The research comes from Navient Corporation, a student loan servicer, and Ipsos, a private research firm, and sheds light on the divide between millennials who earn a college degree and those who enroll in college, but don’t complete their studies. The struggles of graduates are distinct from the struggles of dropouts.
Just as income levels increase with education levels, millennials who borrowed and earned a degree were more likely to have a mortgage, get married, and have children. Achievement mattered more than the debt level. Five- or six-figure debt loads can be shocking, but it’s manageable so long as the borrower’s income can keep pace. The aggregate amount of student debt, now more than $1 trillion nationally, obscures that basic financial truth.
For 25-to-30-year-old graduates who borrowed for college, 38 percent held a mortgage, outpacing graduates who still held student loan debt (35 percent), those with no college debt (30 percent), and those who did not borrow for college (22 percent). The average rate for 25-to-30-year-olds was 22 percent.
Similar patterns held for marriage rates and family-starting rates.
Low-debt levels for students tends to correlate with graduates who attended two-year colleges. They avoided debt, but are more likely to default. A four-year degree is more marketable to employers, and two-year degree holders get a smaller return on their investment.

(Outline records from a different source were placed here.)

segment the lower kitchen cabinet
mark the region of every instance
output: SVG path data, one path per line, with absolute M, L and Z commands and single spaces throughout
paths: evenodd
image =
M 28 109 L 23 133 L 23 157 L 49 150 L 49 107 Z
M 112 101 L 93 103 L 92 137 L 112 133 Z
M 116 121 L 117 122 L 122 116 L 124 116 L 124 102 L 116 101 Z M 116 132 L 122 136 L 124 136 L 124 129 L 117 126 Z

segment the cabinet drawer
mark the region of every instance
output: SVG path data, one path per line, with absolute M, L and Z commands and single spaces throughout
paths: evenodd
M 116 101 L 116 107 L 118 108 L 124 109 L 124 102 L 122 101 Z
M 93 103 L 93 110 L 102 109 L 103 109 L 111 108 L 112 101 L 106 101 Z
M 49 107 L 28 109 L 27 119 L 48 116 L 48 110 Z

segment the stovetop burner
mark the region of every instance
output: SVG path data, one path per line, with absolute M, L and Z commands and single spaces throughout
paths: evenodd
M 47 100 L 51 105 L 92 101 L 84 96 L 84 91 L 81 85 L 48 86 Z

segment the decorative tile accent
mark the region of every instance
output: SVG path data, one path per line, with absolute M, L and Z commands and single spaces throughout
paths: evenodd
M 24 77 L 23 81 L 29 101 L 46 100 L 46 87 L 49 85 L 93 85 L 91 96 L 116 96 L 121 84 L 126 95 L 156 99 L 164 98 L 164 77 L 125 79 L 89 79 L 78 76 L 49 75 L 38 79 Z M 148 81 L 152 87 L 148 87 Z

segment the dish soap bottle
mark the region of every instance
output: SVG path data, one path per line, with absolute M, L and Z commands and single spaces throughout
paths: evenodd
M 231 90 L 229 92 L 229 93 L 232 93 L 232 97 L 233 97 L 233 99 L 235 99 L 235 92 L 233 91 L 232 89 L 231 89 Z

The millennials who are worst off are dropouts. Dropouts who borrowed for college had lower mortgage rates than dropouts who didn’t borrow, were less likely to get married, and were less likely to have children. For dropouts who took on debt to pay for college, they would’ve been better off not borrowing, or possibly skipping their college attempt.
The data suggest that aiding college graduates with high debt loads shouldn’t be such a political priority. Graduates do better in the workforce, and they only comprise 34 percent of older millennials. Of greater concern are the college dropouts living on the economic margins and delaying milestones in life from college plans that didn’t work out.